Trata-se de decorrência de um processo de exclusão social que utiliza a prisão
como forma de controle da população, “afastando” da sociedade as pessoas
consideradas “indesejáveis” pelos articuladores do sistema, de cunho
notoriamente racista.
A
propósito, Michel Foucault, em “Vigiar e Punir”[10],
aponta com maestria a relação entre condições socioeconômicas, etnia, grau de
escolaridade e taxas de encarceramento, concluindo que, ao modo do processo de
controle social originalmente militar (e depois levado para a escola, a
indústria e, finalmente, para a prisão), baseado na disciplina, pessoas
advindas de determinadas camadas sociais são mais suscetíveis a ocupar os
espaços prisionais – como exaustivamente dito: jovens negros e pobres[11].
O
combate à exclusão social depende, portanto, de maiores investimentos em
educação, e não de legislações penais mais rigorosas ou mais unidades
prisionais. O ingresso prematuro de crianças e adolescentes no dito “mundo do
crime”, levando-os, na maioria das vezes, a instituições totais, funciona como
porta de entrada para o sistema penal adulto[12],
do qual dificilmente alguém, nas condições atuais, sai.
Dentre
as práticas educativas mais interessantes, merece destaque o Programa Abrindo
Espaços da UNESCO no Brasil, consistente na “abertura das escolas públicas nos fins de semana, com oferta de
atividades de esporte, lazer, cultura, inclusão digital e preparação inicial
para o mundo do trabalho.
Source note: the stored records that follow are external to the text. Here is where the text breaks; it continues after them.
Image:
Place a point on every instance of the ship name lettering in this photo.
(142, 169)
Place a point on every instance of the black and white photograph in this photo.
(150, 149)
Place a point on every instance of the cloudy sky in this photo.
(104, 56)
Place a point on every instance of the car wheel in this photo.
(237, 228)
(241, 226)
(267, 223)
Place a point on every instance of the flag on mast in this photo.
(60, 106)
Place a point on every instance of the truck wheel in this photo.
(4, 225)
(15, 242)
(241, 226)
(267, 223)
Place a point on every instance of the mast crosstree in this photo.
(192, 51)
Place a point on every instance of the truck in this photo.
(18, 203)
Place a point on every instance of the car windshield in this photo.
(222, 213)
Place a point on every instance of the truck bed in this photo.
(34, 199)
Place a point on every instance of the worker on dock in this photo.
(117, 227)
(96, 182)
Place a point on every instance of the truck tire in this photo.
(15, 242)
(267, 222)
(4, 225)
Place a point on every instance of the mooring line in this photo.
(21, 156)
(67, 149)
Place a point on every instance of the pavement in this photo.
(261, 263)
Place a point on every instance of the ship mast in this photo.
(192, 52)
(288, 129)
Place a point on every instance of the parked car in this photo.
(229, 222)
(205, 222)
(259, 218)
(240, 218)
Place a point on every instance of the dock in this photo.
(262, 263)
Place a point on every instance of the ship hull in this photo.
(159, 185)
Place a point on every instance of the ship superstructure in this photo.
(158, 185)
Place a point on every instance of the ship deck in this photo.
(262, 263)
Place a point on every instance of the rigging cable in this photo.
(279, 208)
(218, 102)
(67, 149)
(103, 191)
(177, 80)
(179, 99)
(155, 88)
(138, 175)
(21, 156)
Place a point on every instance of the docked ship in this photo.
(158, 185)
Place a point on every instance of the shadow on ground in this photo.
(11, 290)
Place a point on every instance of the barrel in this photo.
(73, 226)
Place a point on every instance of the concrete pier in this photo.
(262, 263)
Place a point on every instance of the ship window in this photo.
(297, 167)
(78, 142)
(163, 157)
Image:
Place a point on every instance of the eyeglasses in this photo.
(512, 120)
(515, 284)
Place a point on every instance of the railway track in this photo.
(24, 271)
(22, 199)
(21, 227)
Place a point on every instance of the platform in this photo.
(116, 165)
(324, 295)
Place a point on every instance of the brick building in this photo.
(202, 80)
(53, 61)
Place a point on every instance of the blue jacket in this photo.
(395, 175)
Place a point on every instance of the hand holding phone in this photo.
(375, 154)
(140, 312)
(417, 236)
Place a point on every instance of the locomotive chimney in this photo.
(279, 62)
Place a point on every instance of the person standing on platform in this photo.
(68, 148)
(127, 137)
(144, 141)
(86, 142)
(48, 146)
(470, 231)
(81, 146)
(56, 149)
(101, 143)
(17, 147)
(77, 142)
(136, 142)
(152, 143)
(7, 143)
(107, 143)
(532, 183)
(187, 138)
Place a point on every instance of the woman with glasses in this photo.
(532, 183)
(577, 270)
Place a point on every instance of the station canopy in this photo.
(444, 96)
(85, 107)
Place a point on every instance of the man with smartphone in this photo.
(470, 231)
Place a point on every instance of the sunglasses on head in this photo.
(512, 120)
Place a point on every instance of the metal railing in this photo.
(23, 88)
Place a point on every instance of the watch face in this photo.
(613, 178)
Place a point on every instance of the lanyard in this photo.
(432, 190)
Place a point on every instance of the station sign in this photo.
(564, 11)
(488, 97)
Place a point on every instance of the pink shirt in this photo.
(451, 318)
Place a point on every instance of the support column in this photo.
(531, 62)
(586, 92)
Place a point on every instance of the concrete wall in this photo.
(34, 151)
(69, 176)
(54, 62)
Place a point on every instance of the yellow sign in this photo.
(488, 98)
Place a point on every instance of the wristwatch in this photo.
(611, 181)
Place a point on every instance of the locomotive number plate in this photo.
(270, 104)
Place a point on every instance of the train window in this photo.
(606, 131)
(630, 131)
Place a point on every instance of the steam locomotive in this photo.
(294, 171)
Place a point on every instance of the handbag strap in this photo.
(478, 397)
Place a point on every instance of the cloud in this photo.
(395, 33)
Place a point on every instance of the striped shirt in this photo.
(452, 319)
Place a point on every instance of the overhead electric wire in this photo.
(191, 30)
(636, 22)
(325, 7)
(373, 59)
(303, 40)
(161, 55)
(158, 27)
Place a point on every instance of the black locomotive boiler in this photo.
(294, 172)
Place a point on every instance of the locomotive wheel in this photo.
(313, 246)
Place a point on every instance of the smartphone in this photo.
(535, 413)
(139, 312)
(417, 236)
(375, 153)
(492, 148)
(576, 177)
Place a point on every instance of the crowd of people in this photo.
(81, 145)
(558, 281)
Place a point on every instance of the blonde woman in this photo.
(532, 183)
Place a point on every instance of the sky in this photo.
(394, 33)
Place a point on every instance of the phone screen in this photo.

Ao contribuir para romper o isolamento institucional
da escola e fazê-la ocupar papel central na articulação da comunidade, o
programa materializa um dos fundamentos da cultura de paz: estimular a
convivência entre grupos diferentes e favorecer a resolução de conflitos pela
via da negociação”[13].
Dessa
forma, mediante o método de educação emancipatória, cujo foco é a solidificação
do senso crítico na pessoa (e não apenas o fornecimento de informação de maneira
“bancária”), é possível mostrar a crianças e adolescentes caminhos diversos que
podem ser por eles seguidos, afastando-os cada vez mais do ingresso no sistema
penal e, com isso, reduzindo o círculo vicioso de exclusão social gerando
criminalidade e vice-versa.
A
educação emancipatória na infância e na adolescência tem o potencial de
desfazer o panorama “exclusão social-criminalidade”, porque agirá já nos anos
iniciais de vida de pessoas em situação peculiar de desenvolvimento, conscientizando-as
criticamente sobre o mundo em que vivem e qual o seu papel nas mudanças
vindouras.
Se
crianças e adolescentes são considerados o “futuro da nação”, então que as
estradas que precisem percorrer sejam ladrilhadas com o colorido da consciência
crítica, jamais com a monocromática faceta da exclusão social.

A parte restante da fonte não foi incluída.